I stop at a 24-hour Tesco on my way home and pick up some instant meals. I don't care to cook, and the three fish suppers I already ate have already been burned through my body's furnace. 

Next to the frozen pizza, I see a familiar red head. "Shannon?"

She looks up, then smiles as she sees me. Shannon is a nurse at Edinburgh Sick Kids, and a few months back when everything was happening, all of us — me, Taog, Magda, the head of the Scottish National Party Glyn Burns, even my wanker of an ex-boyfriend Angus — ended up in her care. She's wearing black scrubs with light sabres on them and a black top that has a pale splotch on one side as if she's tried to wash off some sort of fluid and gave up when her shift ended. Her red hair is pulled back in what must have been a neat bun fourteen hours ago, but now a few hairs strain to be free.

"Gwen," she says in her soft English accent. Now that I know, I can hear the barely-there tinges of her native Welsh undulating beneath the surface. For a moment I see her face again, eyes limpid and full of tears as she tells me the meaning of my mother's final words.

I force a smile. "It's been a while, Shannon. How're you going?"

"Good, it's good. Back to normal at Sick Kids."
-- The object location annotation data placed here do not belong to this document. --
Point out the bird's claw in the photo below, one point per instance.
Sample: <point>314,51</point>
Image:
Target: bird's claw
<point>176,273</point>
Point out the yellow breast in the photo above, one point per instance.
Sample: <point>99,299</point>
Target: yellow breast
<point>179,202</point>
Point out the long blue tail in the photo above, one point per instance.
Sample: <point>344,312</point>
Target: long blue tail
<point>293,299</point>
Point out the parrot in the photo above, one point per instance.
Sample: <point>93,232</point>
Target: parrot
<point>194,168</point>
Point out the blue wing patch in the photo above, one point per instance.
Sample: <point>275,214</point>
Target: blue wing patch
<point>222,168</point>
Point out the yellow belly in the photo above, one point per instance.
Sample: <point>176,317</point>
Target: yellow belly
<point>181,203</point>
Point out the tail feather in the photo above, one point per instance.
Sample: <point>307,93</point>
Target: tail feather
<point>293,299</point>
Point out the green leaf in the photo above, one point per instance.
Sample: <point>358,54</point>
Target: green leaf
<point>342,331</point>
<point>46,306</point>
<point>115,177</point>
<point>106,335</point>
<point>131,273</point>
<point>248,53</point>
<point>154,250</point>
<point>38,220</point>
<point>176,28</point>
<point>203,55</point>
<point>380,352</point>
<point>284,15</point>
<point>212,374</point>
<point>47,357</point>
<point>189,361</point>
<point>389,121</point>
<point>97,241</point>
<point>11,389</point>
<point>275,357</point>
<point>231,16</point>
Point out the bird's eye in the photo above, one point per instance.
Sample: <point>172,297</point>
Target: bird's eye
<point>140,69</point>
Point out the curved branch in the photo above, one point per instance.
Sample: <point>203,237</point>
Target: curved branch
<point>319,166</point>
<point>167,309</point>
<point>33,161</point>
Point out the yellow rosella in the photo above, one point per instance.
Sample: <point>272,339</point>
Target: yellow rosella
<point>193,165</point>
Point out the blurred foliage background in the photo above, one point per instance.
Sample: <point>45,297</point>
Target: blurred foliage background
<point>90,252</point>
I take it by normal she means "no adults," and I nod. "Everything settling down, then?"

"Yeah, we're trying." She puts a couple pepperoni pizzas in her trolley and shuts the freezer door. "It looks like that's quite the opposite of how things are for you."

"Aye, you're not wrong."

"I heard about your mate Ross. I'm very sorry." 

She met him the night of the referendum, when he and David came to the hospital to watch the results. Magda and Taog were still bedridden, and we'd wheeled Magda into Taog's room and all sat there eating fried haggis and chips, joyful at the pure ecstasy of being alive after what we'd been through. 

And now Ross is in gaol, on remand because his fingerprints were on the bomb that almost killed us all. I can see the words behind her face. The
he seemed like a nice bloke
, and
it's just awful, isn't it
? The
I guess you never really know a person.
The things that everyone says because they don't know what else to say. One thing I've always liked about Shannon is that she keeps things simple and doesn't say those things at all, even if you know the impulse is there.

"I just…thought things would be different. After the referendum." I don't know what makes me say it; maybe I lack that filter that Shannon has. Maybe I'm just that tired.